The current alignment in downtown Mims was built by 1924. The current alignment in Titusville (including the railroad overpass) was built in 1936; previously it may have used almost the current alignment, instead entering from the north via Norwood Avenue and then heading east on Garden Street.
The old road is named Old Dixie Highway, lying east of the current road.
North from Scottsmoor
The old road went east from the current road on Huntingdon Avenue, and turned north on Dixie Way. Dixie Way returns to the current road, but I think the original road used a now-closed alignment about a mile south of the current road, connecting to Kennedy Parkway and then running north to the current road.
The route in use in 1956 entered from the south on Magnolia Street, turned west on Canal Street (current SR 44), and left on Orange Street.
An older route may have existed.
Daytona Beach to Bunnell
By 1919, the current route was in use south of downtown Daytona Beach. The old road used either South Avenue or Volusia Avenue to get to Beach Street, along the Halifax River. At Fairview Avenue it jogged west a block to stay on Beach Street. That road continues north through Ormond Beach, and eventually becomes Old Dixie Highway, rejoining the current road at Korona. Even earlier, at the sharp curve to the west, the road instead went east, and then north on a road still named John Anderson Highway, from which it went west on current SR 100 to Bunnell. Even earlier than that, the road crossed one of the bridges at Daytona Beach and headed north along the east side of the Halifax River on what is now John Anderson Drive, crossing west to John Anderson Highway at the Knox Memorial Bridge.
The current road was built in 1931 and 1932.
Bunnell to St. Augustine
The old road is now CR 13 out of Bunnell, though the railroad crossing didn't exist at the time, and so the road just went straight. The old road continued to Hastings and then to the outskirts of St. Augustine on current SR 207. A small realignment has been made at the railroad crossing at Spuds. At St. Augustine, instead of going all the way to the current alignment, the old road turned north on Old Dixie Highway and east on King Street, which becomes Bus US 1 (SR 5A) at the current road, and continues back to the current road north of the city (the northbound side was used at the short one-way pair).
When the cutoff was built, the north end was connected to the intersection of current SR 207 and Old Dixie Highway; a bypass of that to the east and then of downtown to the west was built later.

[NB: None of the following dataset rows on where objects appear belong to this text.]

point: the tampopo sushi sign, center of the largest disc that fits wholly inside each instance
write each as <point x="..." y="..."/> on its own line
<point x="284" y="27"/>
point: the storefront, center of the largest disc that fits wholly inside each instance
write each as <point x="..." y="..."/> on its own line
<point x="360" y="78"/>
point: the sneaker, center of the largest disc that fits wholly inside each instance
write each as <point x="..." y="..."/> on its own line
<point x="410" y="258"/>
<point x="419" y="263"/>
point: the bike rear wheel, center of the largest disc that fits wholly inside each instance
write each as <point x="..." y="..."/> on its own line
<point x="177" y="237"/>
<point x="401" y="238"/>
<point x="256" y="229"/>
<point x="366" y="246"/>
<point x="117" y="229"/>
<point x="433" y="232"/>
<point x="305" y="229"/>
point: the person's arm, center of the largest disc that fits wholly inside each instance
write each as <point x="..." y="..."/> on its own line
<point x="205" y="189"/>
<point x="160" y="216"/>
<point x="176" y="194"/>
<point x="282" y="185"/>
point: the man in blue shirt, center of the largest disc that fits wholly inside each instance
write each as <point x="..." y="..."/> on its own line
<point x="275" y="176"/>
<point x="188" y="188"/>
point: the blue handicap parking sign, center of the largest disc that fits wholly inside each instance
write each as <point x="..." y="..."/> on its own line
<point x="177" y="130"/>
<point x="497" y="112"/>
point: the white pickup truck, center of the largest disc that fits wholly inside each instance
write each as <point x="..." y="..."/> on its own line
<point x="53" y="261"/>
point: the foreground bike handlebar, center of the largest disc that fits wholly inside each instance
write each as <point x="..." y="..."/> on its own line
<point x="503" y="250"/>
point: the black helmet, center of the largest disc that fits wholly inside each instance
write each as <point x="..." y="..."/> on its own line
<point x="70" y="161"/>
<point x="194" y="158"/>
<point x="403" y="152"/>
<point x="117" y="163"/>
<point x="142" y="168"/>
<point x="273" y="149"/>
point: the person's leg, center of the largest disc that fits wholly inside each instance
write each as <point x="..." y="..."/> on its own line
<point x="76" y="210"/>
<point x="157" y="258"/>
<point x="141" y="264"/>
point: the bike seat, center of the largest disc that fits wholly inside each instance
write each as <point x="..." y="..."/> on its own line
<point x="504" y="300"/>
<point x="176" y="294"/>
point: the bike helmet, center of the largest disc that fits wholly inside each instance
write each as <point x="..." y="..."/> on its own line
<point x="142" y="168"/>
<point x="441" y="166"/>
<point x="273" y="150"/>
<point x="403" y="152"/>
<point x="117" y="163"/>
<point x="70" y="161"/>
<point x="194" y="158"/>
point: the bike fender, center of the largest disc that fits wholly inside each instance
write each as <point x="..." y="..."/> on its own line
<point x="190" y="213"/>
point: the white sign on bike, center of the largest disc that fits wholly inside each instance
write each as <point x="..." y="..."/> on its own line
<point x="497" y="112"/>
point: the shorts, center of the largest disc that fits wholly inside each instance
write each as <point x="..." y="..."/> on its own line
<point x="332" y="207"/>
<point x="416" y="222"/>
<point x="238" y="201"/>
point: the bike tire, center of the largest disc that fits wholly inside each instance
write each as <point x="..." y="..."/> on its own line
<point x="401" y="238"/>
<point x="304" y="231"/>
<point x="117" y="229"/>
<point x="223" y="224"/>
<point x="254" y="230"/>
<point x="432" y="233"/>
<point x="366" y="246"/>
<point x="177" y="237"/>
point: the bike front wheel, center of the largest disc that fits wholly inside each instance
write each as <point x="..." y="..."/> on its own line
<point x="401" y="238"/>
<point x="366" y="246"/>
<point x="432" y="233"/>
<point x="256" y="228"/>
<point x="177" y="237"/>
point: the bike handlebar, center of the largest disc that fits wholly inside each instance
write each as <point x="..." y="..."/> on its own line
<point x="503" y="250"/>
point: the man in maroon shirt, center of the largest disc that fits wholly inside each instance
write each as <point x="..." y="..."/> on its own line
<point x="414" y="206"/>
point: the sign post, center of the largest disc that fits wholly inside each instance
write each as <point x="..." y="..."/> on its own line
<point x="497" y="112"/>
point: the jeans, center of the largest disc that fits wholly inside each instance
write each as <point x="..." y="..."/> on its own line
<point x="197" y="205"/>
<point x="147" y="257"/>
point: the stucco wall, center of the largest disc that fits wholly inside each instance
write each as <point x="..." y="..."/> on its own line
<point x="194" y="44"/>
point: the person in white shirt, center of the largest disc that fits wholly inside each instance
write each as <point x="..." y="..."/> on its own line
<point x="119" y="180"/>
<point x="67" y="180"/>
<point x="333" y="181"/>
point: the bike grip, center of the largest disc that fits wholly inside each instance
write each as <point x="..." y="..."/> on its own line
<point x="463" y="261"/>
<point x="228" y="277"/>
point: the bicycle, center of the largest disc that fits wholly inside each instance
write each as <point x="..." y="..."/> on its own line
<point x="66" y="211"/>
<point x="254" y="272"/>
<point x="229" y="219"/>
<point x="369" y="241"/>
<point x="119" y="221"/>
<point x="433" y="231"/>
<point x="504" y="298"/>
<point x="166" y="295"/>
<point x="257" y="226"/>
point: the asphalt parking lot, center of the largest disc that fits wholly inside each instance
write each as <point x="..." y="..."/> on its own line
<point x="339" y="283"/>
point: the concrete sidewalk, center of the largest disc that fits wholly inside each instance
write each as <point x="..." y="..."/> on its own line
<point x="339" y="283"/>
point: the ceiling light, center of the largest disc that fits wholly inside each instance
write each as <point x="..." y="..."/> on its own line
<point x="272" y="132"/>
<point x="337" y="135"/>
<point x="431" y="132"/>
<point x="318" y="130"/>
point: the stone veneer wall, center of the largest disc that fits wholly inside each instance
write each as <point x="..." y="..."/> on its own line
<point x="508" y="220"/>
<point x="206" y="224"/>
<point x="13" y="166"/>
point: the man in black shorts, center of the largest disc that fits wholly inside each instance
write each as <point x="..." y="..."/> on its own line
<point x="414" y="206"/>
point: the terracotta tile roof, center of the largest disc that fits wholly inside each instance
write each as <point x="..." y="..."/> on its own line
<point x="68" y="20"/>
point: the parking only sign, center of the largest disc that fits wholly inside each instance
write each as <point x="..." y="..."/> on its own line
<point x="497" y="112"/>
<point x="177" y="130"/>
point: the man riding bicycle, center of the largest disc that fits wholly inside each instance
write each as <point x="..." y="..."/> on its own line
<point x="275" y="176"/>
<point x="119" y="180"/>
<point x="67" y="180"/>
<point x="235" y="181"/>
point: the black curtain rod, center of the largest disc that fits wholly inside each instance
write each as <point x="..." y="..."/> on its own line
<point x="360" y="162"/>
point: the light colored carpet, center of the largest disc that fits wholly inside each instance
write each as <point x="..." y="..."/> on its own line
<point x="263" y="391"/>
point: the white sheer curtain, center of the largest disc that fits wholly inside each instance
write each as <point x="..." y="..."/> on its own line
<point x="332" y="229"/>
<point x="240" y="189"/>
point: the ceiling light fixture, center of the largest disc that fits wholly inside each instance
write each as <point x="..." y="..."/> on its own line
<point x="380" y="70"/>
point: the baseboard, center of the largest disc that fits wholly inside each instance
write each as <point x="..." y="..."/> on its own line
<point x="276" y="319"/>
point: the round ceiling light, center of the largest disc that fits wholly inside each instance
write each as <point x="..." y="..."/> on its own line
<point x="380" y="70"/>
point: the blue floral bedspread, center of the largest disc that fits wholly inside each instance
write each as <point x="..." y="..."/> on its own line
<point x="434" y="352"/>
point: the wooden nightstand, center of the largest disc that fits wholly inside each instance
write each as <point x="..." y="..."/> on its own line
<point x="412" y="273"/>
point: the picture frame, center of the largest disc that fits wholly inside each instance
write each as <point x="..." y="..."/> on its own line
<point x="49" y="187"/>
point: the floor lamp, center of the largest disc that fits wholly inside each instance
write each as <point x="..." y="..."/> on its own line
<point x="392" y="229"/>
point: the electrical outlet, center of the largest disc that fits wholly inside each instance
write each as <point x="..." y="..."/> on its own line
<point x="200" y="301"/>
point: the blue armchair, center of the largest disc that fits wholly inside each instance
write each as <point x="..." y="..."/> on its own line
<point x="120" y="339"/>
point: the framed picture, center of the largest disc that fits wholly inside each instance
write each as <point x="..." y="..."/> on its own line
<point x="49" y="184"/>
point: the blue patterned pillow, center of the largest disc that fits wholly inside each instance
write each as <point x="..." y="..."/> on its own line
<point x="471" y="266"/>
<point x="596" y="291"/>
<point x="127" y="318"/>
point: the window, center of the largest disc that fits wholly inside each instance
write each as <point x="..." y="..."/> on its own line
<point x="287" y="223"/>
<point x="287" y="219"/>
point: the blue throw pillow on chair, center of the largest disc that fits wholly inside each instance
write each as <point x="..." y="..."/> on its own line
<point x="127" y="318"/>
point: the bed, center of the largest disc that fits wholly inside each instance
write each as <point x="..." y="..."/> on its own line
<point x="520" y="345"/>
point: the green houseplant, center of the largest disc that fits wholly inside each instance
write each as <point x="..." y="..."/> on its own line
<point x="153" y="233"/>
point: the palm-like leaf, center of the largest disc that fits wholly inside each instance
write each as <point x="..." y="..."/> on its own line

The old road via Hastings was assigned SR 189 in 1931; the north part became part of SR 14 in 1935. The part south of Hastings may have been signed as SR 28 before the new alignment from Palatka to Bunnell was built.
St. Augustine to Bayard
Several probable old alignments exist here. One is east of the current road, just north of the St. Augustine Airport. Further north, a road lies east of the current road; it may not have ever been paved but may have been part of the even older Kings Road.
Bayard to Jacksonville
The old road went west from Bayard on Old St. Augustine Road, and then north on SR 13, using San Jose Boulevard at Miramar Terrace, and maybe San Marco Boulevard at the north end. An even older road lies between this and the current alignment, on St. Augustine Road; the south end of this is unknown.
Downtown Jacksonville to Callahan
The original route through South Jacksonville is unknown.
Before the Acosta Bridge was built in 1921, a ferry was provided from Flagler Street in South Jacksonville to Main Street downtown. Main Street connected to State Street and Kings Road out from downtown. After the bridge, the through route probably went north on Broad Street from the bridge to State Street.
Kings Road and Old Kings Road continue west of the current road to south of Callahan.
Old Kings Road may have been used here at one time.